There was an article in The Guardian a while ago wondering why Resident Evil Afterlife was doing so well at the box office despite its poor critical reception. This immediately merited a deluge of bitching in the comments about the supposed intellectual elitism of the journalist. The main gist of the rebuttal was that this is just a good pop corn movie, so can we please just enjoy it as such.
But I’m not sure our pleasure is as simple as that. Pleasure rarely is. Personally, I think that we love all things zombie because zombies are comforting, and the reason zombies are comforting is because they don’t have a subtext. Compare them with the other main monster groups: vampires are a metaphor for sex as death, werewolves are metaphors for our sublimated feral nature, aliens are a metaphor for otherness and Frankenstein’s monster is a metaphor for the hubris of Promethean ambition. Zombies, on the other hand, do precisely what it says on the tin (of zombies): they want to eat your brains, and they will follow you slowly and predictably and with surprising, almost endearing, patience in order to do so.

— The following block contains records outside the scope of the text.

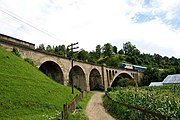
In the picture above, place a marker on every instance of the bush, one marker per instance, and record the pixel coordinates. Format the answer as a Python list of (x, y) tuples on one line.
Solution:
[(16, 51), (29, 60)]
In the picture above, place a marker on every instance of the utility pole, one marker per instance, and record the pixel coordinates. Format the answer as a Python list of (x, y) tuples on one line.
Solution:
[(71, 56)]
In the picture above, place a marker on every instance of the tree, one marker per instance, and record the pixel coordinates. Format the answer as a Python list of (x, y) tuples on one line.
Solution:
[(121, 51), (49, 49), (41, 47), (83, 55), (130, 49), (107, 50), (150, 75), (114, 49), (98, 51)]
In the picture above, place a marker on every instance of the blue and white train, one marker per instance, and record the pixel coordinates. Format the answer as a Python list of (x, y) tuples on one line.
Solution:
[(132, 67)]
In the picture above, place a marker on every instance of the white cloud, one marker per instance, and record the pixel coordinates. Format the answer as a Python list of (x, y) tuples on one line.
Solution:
[(93, 22)]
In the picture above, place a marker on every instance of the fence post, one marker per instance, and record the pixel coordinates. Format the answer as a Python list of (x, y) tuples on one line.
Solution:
[(62, 115)]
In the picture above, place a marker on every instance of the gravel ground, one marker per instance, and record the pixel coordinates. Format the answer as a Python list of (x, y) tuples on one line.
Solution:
[(95, 109)]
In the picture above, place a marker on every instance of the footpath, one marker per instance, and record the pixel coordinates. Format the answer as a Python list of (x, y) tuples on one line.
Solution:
[(95, 109)]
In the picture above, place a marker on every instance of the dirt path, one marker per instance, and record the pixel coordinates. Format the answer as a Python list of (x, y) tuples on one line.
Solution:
[(95, 109)]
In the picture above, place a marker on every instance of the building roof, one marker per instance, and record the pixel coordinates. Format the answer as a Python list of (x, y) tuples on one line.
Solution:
[(172, 79)]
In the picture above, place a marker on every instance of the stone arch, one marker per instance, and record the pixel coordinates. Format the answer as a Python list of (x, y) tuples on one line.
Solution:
[(53, 70), (94, 79), (122, 74), (78, 76)]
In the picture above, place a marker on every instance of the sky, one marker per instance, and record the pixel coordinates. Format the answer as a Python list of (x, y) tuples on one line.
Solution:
[(153, 26)]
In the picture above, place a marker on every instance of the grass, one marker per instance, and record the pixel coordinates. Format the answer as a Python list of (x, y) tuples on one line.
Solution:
[(26, 93), (80, 109)]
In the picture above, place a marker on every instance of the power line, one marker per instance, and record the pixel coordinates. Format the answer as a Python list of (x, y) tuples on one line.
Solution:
[(20, 19)]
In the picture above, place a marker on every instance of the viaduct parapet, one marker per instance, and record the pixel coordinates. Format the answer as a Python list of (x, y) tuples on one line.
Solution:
[(86, 76)]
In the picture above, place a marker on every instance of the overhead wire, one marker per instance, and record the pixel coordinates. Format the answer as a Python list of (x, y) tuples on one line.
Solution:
[(22, 20)]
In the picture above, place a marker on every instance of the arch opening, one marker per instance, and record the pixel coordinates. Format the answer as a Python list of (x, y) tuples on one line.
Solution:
[(95, 80), (123, 80), (52, 70), (78, 76)]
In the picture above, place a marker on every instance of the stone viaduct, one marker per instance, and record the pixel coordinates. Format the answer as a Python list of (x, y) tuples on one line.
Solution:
[(86, 76)]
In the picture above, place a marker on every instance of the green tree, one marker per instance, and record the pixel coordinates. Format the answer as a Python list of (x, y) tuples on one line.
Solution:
[(107, 50), (98, 51), (150, 75), (41, 47), (83, 55), (114, 49), (49, 49)]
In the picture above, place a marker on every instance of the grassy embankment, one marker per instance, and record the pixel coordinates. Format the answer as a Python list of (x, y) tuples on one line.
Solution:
[(79, 114), (26, 93)]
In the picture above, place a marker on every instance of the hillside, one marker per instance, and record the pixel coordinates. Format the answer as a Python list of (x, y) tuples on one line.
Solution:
[(26, 93)]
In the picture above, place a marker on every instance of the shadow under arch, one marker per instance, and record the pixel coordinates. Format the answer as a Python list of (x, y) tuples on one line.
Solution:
[(52, 70), (118, 77), (95, 80), (78, 76)]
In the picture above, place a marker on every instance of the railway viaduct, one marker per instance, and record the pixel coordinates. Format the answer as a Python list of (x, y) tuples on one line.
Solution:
[(86, 76)]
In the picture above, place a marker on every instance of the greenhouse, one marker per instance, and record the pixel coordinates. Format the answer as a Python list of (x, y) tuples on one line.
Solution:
[(172, 79)]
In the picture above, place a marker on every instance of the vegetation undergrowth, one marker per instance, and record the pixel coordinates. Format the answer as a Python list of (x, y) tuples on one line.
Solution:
[(26, 93), (163, 99), (79, 114)]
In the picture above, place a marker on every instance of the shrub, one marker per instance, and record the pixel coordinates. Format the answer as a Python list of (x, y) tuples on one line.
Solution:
[(16, 51), (29, 60)]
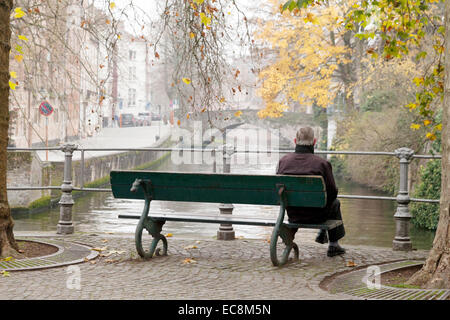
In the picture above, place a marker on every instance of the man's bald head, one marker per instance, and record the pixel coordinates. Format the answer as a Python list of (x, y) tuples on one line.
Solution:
[(305, 136)]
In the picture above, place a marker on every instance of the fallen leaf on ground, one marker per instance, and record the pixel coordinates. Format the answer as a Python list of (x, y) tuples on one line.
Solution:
[(110, 261), (189, 260), (351, 264), (115, 252)]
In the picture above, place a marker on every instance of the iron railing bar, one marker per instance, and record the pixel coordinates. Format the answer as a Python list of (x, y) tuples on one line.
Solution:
[(354, 196), (381, 153), (35, 149), (424, 156), (82, 169), (92, 189), (33, 188), (425, 200)]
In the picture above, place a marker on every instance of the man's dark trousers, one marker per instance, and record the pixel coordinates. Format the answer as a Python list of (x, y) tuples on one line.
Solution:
[(331, 212)]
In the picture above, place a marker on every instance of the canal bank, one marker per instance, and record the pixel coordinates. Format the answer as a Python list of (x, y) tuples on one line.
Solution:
[(90, 169), (367, 222)]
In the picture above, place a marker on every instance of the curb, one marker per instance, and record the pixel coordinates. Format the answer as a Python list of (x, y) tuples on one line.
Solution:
[(68, 253)]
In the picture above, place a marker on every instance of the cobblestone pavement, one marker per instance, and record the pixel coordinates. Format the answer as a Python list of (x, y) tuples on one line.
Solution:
[(217, 270)]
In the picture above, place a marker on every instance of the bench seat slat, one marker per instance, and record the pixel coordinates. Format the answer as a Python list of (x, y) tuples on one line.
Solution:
[(301, 191), (327, 225)]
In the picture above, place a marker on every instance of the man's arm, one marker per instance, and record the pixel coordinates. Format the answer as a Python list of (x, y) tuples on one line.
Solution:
[(330, 184)]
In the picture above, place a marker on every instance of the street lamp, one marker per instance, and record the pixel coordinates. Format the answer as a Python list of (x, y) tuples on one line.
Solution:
[(226, 231)]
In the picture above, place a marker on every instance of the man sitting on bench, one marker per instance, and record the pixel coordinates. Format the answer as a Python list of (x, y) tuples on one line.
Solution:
[(304, 162)]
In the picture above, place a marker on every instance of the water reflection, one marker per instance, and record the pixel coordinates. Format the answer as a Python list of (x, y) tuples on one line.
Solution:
[(367, 222)]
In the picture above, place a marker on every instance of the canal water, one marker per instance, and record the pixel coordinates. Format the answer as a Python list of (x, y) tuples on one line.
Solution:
[(367, 222)]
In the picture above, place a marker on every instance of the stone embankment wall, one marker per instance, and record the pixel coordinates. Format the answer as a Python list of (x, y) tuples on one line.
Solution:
[(25, 169)]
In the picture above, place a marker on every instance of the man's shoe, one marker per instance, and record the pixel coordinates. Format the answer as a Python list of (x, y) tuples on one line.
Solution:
[(335, 251), (322, 237)]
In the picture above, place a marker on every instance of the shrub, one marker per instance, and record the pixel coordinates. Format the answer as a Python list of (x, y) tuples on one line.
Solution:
[(426, 215)]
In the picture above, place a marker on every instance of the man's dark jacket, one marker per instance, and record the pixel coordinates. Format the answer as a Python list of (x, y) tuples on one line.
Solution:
[(304, 162)]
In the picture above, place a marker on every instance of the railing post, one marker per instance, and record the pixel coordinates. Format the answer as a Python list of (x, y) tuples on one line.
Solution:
[(65, 224), (226, 231), (402, 216)]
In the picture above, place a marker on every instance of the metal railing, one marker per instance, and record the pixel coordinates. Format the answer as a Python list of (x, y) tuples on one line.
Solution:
[(402, 215)]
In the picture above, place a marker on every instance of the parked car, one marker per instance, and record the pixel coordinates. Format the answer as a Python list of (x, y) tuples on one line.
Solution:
[(156, 117), (144, 119), (127, 120)]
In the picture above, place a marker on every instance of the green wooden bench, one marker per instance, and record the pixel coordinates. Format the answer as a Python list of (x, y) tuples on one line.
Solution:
[(282, 190)]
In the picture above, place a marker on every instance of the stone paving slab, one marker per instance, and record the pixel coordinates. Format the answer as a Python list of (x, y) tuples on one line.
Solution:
[(218, 270)]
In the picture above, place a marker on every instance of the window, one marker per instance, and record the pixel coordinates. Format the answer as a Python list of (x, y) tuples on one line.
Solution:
[(132, 73), (131, 98)]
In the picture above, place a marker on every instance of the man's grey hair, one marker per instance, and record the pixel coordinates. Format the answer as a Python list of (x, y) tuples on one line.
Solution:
[(305, 136)]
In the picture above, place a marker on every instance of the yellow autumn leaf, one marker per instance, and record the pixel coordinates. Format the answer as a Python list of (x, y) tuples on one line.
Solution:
[(205, 20), (12, 85), (189, 260), (19, 13), (411, 106), (351, 264), (431, 136)]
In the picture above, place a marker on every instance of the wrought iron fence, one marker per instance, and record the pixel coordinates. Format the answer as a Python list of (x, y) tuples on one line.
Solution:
[(402, 215)]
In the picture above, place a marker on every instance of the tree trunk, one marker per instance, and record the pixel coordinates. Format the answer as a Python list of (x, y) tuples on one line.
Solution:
[(436, 271), (8, 245)]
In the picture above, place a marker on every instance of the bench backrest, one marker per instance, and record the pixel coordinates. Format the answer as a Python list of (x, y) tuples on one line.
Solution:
[(301, 191)]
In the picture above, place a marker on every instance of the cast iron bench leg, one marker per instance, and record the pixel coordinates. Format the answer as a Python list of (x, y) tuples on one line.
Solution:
[(154, 228), (286, 234)]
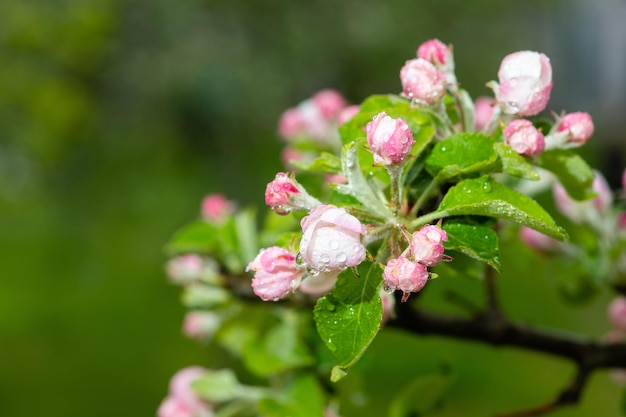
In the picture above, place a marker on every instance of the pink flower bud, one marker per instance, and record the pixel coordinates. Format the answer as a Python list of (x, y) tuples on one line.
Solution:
[(320, 283), (330, 103), (483, 110), (524, 138), (285, 194), (216, 208), (200, 325), (423, 82), (525, 83), (276, 273), (436, 52), (180, 388), (405, 275), (616, 313), (577, 126), (290, 124), (331, 239), (389, 139), (347, 113), (537, 240), (426, 245), (191, 267)]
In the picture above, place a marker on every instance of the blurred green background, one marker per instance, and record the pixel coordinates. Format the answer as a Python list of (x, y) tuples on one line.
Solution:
[(116, 117)]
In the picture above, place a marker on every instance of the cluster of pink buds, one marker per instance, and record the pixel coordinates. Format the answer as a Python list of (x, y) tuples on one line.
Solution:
[(408, 273), (285, 194), (182, 400), (331, 242)]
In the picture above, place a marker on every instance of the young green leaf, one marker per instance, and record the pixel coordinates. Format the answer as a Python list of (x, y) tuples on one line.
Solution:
[(571, 170), (349, 317), (460, 155), (486, 197), (478, 242)]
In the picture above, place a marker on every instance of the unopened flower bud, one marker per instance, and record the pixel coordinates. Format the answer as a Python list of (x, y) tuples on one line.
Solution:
[(537, 240), (616, 313), (422, 82), (577, 126), (525, 83), (483, 110), (180, 388), (318, 284), (216, 208), (405, 275), (389, 139), (331, 239), (201, 325), (276, 273), (427, 245), (524, 138), (285, 194)]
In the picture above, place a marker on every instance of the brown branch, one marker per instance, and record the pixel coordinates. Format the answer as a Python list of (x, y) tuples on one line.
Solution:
[(497, 330)]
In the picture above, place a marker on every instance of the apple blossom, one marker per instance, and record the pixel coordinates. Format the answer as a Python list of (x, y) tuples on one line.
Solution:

Sure, they can make us shriek if they lurch unexpectedly out of a doorway. But they also make us laugh. And if you get caught by a zombie, well, ultimately it’s your fault. You were too slow, or too cocky, or you were distracted by having sex. It’s as simple as that. And, in an age when we’re seriously afraid, of everything, a little simplicity, a little controlled fear presented to us in a safe and unambiguous package, can go a very long way.
Of course, every zombie needs someone who understands him. And that’s why God made Ash.